NOTE: "#" is used instead of "!" because of the visual ambiguity.

NOTE: "|" is not used as symbol for "OR" because of the visual ambiguity.

NOTE: "XOR" is also considered "NOT-EQUAL".

`QnTF` normalisation

“QTF” ("a?b:c") can be rewritten as "a?~(a?~b:c):c". This implies that with this normalisation any tree can be constructed exclusively of QnTF operators, with the penalty that storage is less efficient due to extra nodes as side effect of the substitution.

This allows the creation of a tree consisting of a single operator. Knowledge stored in structures without data.

Symmetric ordering

TODO

QnTF implementation

Example implementation of a QnTF-only in “C” with statements as expressions.

Tree contains the expression "d AND ((a OR b) > c) > e"

({ unsigned _[] = {
// reference value for "false"
0,
// input variables
a,b,c,d,e,
// expression
_[1] ? !_[0]: _[2],
_[6] ? !_[3]: _[0],
_[4] ? !_[7]: _[0],
_[4] ? !_[8]: _[0],
_[9] ? !_[5]: _[0]};
// result
 _[10];
})

Level-2 normalisation

With algebra you can do nice things. It has one flaw, it is full of redundancy.

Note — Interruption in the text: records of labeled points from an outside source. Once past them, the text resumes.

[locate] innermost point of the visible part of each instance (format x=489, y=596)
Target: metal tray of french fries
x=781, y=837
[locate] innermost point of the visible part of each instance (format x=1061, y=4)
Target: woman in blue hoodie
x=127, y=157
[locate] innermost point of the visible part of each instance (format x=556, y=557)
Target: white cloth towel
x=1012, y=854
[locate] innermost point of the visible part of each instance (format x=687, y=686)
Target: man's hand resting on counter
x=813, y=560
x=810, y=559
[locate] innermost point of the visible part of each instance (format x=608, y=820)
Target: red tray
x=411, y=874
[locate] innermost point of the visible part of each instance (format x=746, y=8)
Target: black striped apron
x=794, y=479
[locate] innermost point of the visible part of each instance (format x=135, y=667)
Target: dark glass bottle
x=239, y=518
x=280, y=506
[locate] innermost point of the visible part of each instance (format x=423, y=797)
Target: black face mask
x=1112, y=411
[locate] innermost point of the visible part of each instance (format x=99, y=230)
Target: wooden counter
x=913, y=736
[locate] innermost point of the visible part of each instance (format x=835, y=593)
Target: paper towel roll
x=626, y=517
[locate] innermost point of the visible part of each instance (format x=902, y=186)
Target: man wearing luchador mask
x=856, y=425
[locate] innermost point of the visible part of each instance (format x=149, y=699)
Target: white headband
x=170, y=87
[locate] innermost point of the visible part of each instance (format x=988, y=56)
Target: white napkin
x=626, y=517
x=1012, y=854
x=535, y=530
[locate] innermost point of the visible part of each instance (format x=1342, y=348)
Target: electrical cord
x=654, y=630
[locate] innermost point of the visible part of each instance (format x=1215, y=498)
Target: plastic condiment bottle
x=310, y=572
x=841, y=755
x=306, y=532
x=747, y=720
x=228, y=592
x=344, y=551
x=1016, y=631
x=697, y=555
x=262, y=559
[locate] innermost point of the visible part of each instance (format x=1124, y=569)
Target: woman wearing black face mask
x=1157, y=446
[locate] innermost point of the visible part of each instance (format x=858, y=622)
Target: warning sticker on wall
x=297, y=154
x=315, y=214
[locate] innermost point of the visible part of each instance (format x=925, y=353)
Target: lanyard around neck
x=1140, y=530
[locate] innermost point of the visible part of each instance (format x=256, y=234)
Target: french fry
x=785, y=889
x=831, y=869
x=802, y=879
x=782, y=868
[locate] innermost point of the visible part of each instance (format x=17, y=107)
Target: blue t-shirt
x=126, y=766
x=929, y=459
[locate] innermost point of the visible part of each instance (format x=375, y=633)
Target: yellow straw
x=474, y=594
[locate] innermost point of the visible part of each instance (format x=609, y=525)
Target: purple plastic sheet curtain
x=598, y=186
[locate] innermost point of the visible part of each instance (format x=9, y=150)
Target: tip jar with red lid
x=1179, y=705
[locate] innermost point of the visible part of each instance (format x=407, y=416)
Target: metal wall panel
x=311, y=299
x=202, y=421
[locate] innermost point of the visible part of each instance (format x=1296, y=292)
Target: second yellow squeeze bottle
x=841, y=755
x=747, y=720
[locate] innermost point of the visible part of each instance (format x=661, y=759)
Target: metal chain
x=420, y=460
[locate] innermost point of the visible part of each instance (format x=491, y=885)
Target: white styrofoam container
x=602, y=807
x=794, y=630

Take for example the classic expressions "a*(b+c)" and "(a*b)+(a*c)". Although structurally different, both have the same effect.

Some expressions are trivial, most are not. For example: "b?(a==b):(a!=c)" is a synonym of "a!=(c>b)".

This redundancy makes the difference between identical (same structure) and similar (same footprint).

Expressions modify data. (input values -> expression nodes -> output values). They consist of algebraic instructions (cause) to create a result (affect).

Level-1 normalisation focuses on cause (structure), level-2 normalisation focuses on effect (footprint).

A footprint is a vector containing the results for all the possible states the inputs can take. For example, expressions with 9 variables would have a vector with 512 (2^9) outcomes.

Level-3 normalisation (cascading)

Structure and skin separation

The expressions “a!=(c>b)” and “c!=(a>b)” have identical structure yet different footprints. The difference is how endpoints are connected to the structure. This connection mapping is called a “skin”.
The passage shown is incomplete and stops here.